Fox Hit With $48M Lawsuit By Exec It Fired Over Sexual Assault Claim

UPDATED with Fox Statement: Francisco Cortes, who was fired as vice president of Fox News Latino for allegedly sexually harassing Fox News contributor Tamara Holder, has filed a $48 million lawsuit against 21st Century Fox, claiming that he’s been made a “scapegoat” and a “Latino patsy” to help Fox “demonstrate that it aggressively handles sexual harassment complaints.”

Holder claims that Cortes tried to force her to have oral sex with him in February 2015 when the two were alone in his office. She didn’t report it to management until September 2016, however, saying that she feared doing so would ruin her career. Fox launched an investigation, and Cortes was fired.

In his 54-page lawsuit, filed today in U.S. District Court in Manhattan (read it here), Cortes “vehemently denies” her allegation, saying he’ll provide evidence at trial to show that their relationship was “consensual.” That evidence, he said, includes emails, text messages, photos and other supporting documents.

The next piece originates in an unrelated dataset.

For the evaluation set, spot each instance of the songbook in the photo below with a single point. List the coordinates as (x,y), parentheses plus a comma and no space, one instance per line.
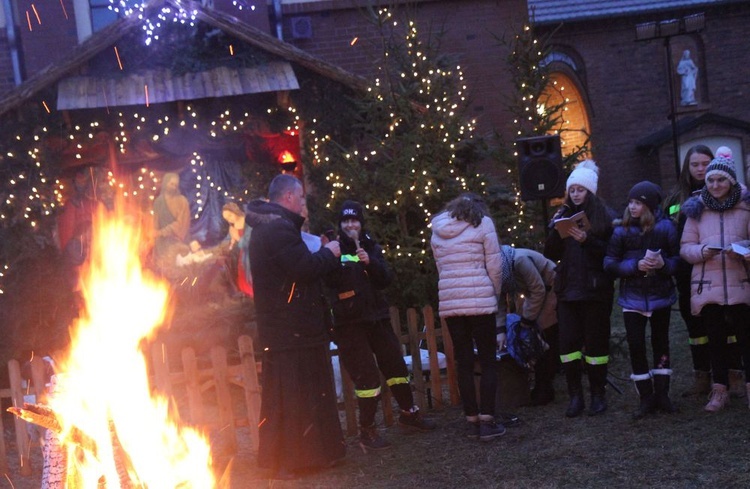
(565,224)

A Fox News spokesperson said in a statement to Deadline, “The allegations in this lawsuit are frivolous and without merit.”

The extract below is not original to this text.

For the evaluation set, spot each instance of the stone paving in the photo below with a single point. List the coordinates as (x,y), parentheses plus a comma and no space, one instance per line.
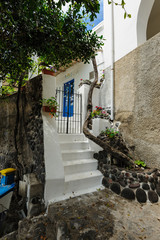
(101,215)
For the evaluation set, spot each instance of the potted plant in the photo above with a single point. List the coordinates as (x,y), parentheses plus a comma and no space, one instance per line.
(50,105)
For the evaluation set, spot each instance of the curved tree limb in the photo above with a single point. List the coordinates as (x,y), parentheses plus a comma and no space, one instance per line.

Cortes claims that his firing was part of a “conspiracy” by Fox and New York Times reporter Emily Steele, who in March broke the story about the alleged assault and his firing. Cortes said that Fox forced him a month earlier to sign a confidential agreement in which he agreed not to disparage Fox and Holder in exchange for Fox and Holder agreeing not to disparage him.

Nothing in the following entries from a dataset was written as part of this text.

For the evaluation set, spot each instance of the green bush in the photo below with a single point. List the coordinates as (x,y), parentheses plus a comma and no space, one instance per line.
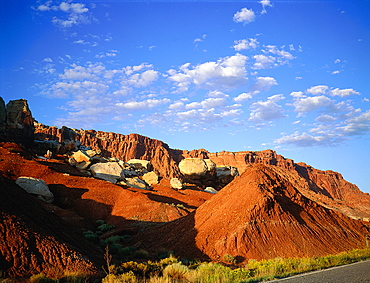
(128,277)
(176,271)
(41,278)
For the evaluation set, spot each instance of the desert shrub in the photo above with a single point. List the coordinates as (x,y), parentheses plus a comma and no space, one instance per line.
(99,222)
(176,271)
(229,259)
(73,277)
(41,278)
(106,227)
(163,253)
(128,277)
(141,254)
(169,260)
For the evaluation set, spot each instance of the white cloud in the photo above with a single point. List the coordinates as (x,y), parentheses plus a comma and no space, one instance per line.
(304,140)
(227,72)
(142,105)
(343,92)
(309,104)
(261,84)
(244,16)
(200,39)
(245,44)
(359,125)
(265,3)
(319,89)
(90,72)
(143,79)
(244,96)
(297,94)
(263,111)
(263,61)
(77,13)
(264,83)
(325,118)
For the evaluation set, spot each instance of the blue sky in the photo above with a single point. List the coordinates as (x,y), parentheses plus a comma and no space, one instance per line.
(292,76)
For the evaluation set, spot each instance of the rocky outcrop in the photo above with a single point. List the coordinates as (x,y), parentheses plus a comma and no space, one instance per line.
(260,215)
(16,122)
(326,187)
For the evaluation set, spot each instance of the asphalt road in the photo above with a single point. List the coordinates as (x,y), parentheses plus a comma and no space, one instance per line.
(358,272)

Cortes, however, claims that two weeks after signing the agreement, Holder and Fox “delivered a previously planned and carefully negotiated joint statement to The New York Times regarding the allegations, in violation of their obligations under the agreement, destroying Mr. Cortes’ reputation, irreparably damaging his career opportunities, and intentionally and/or with reckless disregard hurting his family.”

They did this, he claims, knowing that he would be forced to remain silent or violate the terms of the agreement, leaving him exposed to a lawsuit by Fox and its owner, Rupert Murdoch, “who, as Mr. Cortes has learned, remain highly dangerous and willing to use their power to advance their interests.”

A Fox official familiar with Cortes’ suit called it “ridiculous,” saying that the company investigated Holder’s claim and “took action. Period. The New York Times thing is absurd. If you look up Emily’s story you’ll see a New York Times photo of Holder; it says was taken in October, before the March story ran. So clearly, someone — not us — was in touch with The New York Times.”

In his suit, Cortes said “the decision to ‘scapegoat’ Mr. Cortes was based, in part, on a willingness of Fox executives and the Murdochs to subscribe to a stereotype of the Hispanic man.”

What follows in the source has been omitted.